After George Floyd, Change Comes Slowly to Minneapolis

She said she had spent years drilling lessons into her sons about how to interact with the police: Don’t wear your pants in a saggy fashion; always have money in your pocket, so no one can accuse you of stealing; keep your hands on the wheel and be polite if you are pulled over.

But a decade after Trayvon Martin’s death, she said, the streets of Minneapolis were filled with people protesting her son’s death at the hands of a Police Department that had promised to do things differently.

Her son, she said, “is now the face of the lack of police reform.”

Nekima Levy Armstrong, a civil rights lawyer who co-chairs the mayor’s Community Safety Workgroup, all but offered her resignation at a news conference after Mr. Locke’s death. “What we are seeing is business as usual,” she said then.

Since then, she has continued with the group, saying she would not abandon work she has done for years just because others are not following through. She said she never expected change to happen quickly.

“I haven’t seen that many police departments that suddenly get their act together after a major incident happens,” she said. “That might be the expectation, but I don’t understand that expectation, with how these police departments have operated.”
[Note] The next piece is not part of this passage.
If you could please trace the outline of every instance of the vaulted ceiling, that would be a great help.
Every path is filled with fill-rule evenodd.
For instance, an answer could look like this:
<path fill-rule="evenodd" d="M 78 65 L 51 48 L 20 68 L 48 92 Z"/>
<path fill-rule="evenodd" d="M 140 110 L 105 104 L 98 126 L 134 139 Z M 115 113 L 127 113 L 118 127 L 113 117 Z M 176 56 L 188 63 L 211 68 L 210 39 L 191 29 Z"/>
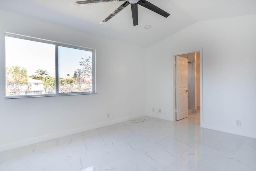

On a recent Friday night, Officers Maiya Cain, 25, and Elise Hinderliter, 27, answered a call to a residential building in downtown Minneapolis. A 12-year-old boy stood at the lobby door, urging them to hurry.

He had shot his 10-year-old brother in the chest with his father’s gun, apparently by accident. Officer Hinderliter, an emergency medical technician, patched the wound and tried to revive the boy, then rode in an ambulance with him to a hospital, where he was pronounced dead. The older brother huddled in a chair in the apartment lobby, moaning and clutching at his forehead.